Most reports suggest that IT spending is at best set to remain stagnant for some time and at worst likely to reduce over the coming year. However, IT deals will still be done and this case is a timely reminder of the importance of avoiding the temptation to oversell in order to win the deal, despite the intensity of the competitive bid environment and the increased pressures presented by restricted customer budgets. Ensuring those involved in selling and winning the deal and those negotiating the contract to deliver it are joined up so that the engagement is properly de-risked is of paramount importance.
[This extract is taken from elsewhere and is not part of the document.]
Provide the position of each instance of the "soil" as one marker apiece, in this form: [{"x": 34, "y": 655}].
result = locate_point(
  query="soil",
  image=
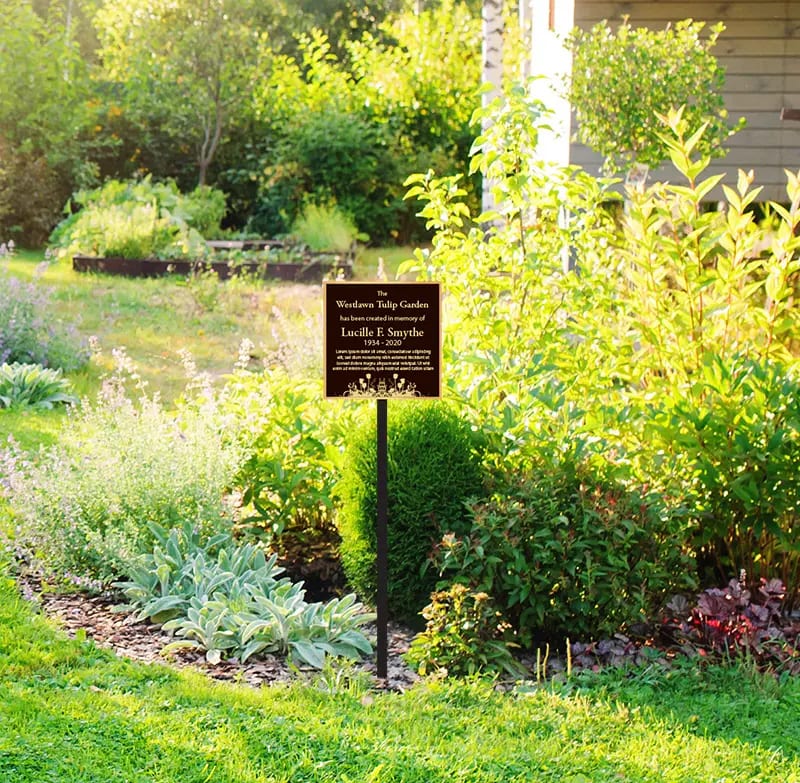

The following are a few guidelines on managing and reducing the risk in that process:

  • Never assume low value equals low risk;
  • Identify, at the outset, the critical business requirements of the customer;
  • Get early stage engagement by key stakeholders and legal advisers on the associated risks presented by customers' requirements;
  • Develop a standard format for all formal sales communications to customers, from initial engagement to deal completion;
  • Ensure there is a clear reporting structure in the sales chain and that the individual with overall responsibility for sales is informed, has access to and uses legal support;
  • Engage early with the customer in relation to legal terms and conditions for the deal or where there are none proposed, set expectations as to their content and process for agreeing them;
  • Maintain a good quality audit trail of all communications and always follow-up on oral communications in writing to confirm what was discussed;
  • Where practical, ensure continuity of personnel between the sales process and commercial negotiation and where this is not possible, conduct a comprehensive handover between teams.